I received an anonymous tip-off that three former East German writers are to share the €60,000 National Prize, awarded by the liberal-conservative Deutsche Nationalstiftung. According to big bod Kurt Biedenkopf, the three "promote our mutual awareness of history and a sympathetic feeling of being a single nation (Wir-Gefühl) in an exemplary way." The authors in question are Erich Loest, 83, Monika Maron, 68, and German Book Prize winner Uwe Tellkamp, 40 - thus showering money on three generations of writers who work towards the foundation's goal of "promoting the national identity of the Germans in a united Europe" by explaining the former East Germany for readers who never experienced it first hand.
Tonight also sees the awards ceremony for Berlin's Fontane Prize, worth €15,000, which goes to the lovely and very trinkfest Emine Sevgi Özdamar. Various other artists including Dietmar Dath also get € 5000 each. Berlin - poor but sexy, eh? According to the jury, "Emine Sevgi Özdamar is an example that the consequence of differences meeting up is not necessarily a levelling, but that a mixture of different ways of thinking, speaking and feeling can create something new that is of profit for both sides." You can read a number of her novels in English, most recently The Bridge of the Golden Horn (trans. Martin Chalmers, a man who knows a thousand songs and a good few pubs).
And then of course there was the Prize of the Leipzig Book Fair last week. The three winners each get €15,000 too, and I was there to see the ceremony. The translation award went to Eike Schönfeld, looking very dapper as always, for his translation of Saul Bellow's Humboldt's Gift. I was a bit nonplussed by the laudatory speech, in which a critic spent more time talking about Saul Bellow than the translation. Schönfeld has a lot of translations and re-translations under his belt and proclaimed loudly that he doesn't like to read books through before he starts work on them - that maintains the element of surprise and is a darn sight quicker too. The non-fiction award went to the beardy historian Herfried Münkler for Die Deutschen und ihre Mythen. And the fiction prize to Sibylle Lewitscharoff for Apostoloff, an apparently wickedly funny anti-Bulgaria novel that is at the top of my pile.
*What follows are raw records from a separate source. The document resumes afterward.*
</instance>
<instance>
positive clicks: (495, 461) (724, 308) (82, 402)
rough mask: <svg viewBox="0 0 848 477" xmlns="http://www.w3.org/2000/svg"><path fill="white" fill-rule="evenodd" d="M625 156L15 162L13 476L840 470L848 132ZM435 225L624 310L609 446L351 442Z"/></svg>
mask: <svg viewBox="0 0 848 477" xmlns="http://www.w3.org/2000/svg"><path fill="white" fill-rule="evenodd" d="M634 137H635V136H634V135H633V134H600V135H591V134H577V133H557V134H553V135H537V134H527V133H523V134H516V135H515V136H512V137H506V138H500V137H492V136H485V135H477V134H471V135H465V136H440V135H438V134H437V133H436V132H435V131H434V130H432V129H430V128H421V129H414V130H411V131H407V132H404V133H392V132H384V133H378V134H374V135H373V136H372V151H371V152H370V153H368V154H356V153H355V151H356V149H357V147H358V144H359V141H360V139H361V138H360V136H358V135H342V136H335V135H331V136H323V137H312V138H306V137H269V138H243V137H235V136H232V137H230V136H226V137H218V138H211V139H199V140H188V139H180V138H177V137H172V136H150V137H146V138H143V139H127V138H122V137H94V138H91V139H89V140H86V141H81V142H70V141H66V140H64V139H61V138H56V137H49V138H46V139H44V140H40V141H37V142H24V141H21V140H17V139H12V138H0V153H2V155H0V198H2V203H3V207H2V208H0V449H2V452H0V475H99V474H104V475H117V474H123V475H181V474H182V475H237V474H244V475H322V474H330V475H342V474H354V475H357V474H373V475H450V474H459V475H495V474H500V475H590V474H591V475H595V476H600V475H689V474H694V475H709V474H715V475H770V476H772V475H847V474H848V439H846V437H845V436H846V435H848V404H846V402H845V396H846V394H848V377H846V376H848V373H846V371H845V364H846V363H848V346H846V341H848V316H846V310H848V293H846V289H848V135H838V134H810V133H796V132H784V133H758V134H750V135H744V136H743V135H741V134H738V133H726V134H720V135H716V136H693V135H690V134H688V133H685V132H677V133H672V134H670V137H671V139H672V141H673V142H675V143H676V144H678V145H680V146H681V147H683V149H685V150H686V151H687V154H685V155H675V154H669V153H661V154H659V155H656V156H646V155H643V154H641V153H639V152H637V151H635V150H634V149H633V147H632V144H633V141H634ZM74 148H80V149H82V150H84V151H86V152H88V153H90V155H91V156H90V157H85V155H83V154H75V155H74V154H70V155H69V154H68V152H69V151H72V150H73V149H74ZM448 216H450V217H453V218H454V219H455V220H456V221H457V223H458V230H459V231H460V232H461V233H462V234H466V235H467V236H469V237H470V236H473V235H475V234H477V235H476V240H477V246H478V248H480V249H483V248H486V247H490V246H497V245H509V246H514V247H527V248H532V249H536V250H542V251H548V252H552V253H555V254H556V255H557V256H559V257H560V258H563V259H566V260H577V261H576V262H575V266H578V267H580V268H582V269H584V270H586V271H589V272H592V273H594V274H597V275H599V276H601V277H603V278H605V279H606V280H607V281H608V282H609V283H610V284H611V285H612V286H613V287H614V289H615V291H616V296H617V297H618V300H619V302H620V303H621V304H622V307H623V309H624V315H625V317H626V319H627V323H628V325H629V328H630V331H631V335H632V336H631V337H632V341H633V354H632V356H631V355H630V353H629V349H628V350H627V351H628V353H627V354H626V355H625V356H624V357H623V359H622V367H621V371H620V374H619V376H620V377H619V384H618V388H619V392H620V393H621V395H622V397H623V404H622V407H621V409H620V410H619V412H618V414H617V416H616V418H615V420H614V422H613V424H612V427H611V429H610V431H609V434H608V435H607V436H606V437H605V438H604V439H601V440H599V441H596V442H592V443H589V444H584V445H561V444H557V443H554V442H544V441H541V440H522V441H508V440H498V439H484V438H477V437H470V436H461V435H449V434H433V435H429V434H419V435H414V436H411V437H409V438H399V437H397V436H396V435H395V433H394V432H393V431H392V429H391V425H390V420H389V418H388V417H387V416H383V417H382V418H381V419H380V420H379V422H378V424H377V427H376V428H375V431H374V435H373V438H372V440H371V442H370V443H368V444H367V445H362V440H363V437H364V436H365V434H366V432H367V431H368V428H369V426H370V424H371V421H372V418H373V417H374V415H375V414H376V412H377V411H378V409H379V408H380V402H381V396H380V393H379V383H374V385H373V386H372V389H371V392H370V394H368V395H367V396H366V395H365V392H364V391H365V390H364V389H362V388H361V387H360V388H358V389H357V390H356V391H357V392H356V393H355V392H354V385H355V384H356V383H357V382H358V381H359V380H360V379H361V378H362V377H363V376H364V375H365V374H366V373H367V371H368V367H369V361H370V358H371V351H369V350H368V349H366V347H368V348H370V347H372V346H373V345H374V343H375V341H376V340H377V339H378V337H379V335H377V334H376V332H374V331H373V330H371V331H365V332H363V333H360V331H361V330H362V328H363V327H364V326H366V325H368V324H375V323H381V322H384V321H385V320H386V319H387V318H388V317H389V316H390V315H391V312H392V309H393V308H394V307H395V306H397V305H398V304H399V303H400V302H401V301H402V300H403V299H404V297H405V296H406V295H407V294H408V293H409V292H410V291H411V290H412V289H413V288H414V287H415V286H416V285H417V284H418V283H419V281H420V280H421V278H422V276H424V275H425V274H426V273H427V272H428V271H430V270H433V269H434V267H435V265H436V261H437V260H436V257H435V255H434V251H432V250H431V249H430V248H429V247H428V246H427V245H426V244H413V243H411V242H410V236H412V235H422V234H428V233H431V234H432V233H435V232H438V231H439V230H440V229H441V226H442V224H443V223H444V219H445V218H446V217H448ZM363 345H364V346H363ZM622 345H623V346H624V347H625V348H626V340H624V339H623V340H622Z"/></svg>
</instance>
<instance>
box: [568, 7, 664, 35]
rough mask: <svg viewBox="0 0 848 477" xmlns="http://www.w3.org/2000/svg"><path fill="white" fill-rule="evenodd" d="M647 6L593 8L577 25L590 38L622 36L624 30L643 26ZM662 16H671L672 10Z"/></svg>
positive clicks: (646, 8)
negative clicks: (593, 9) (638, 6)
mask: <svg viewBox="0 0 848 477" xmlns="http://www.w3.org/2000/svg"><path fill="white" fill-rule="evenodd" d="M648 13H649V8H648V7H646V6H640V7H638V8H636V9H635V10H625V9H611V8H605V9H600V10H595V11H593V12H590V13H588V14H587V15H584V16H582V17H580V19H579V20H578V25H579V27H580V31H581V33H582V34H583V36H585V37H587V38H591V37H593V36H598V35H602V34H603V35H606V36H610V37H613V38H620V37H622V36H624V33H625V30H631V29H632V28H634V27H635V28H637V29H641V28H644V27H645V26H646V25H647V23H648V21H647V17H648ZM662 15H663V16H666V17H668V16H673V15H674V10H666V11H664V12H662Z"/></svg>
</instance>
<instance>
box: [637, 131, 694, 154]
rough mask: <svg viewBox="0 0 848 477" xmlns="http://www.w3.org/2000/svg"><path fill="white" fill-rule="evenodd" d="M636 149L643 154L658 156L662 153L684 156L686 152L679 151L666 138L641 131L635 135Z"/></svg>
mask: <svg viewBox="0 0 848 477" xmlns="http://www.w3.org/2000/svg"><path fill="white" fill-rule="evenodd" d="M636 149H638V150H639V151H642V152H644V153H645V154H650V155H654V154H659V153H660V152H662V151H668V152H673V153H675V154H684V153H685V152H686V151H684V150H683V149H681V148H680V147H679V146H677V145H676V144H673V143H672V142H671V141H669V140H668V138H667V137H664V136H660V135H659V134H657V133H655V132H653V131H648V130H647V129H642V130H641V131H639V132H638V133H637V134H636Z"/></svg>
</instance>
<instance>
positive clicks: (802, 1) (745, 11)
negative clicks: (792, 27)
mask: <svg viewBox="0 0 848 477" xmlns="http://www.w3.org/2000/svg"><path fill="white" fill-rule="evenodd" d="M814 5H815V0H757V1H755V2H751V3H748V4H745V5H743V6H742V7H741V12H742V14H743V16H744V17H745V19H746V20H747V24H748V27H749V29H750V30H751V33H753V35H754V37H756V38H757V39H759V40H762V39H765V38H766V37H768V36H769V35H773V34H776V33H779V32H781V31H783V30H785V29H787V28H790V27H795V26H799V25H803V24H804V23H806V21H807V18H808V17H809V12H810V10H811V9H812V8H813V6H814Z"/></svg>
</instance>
Interestingly enough, Daniel Kehlmann, who was also nominated for the prize and was one of the writers who complained about the terrible pressure of such occasions last year in the run-up to the German Book Prize, didn't attend the announcements ceremony. I also spotted a heavily bearded Andreas Maier slipping out just seconds after the fiction winner was announced. Ulrich Greiner, literary editor of DIE ZEIT, even referred to the criticism of pitting authors against each other for awards in his opening speech. He pointed out that these big prizes are a way to publicise good books independently of advertising budgets - although a look at the nominees shows that small publishers don't get a look-in either way. Having slipped into the VIP area after the deed was done thanks to an attractive friend and two sets of batted eyelashes, I can at least confirm that hanging with the big guns isn't as spectacular or interesting as it looks from the other side of the cordon. But at least you get to drown your sorrows for free if you don't win.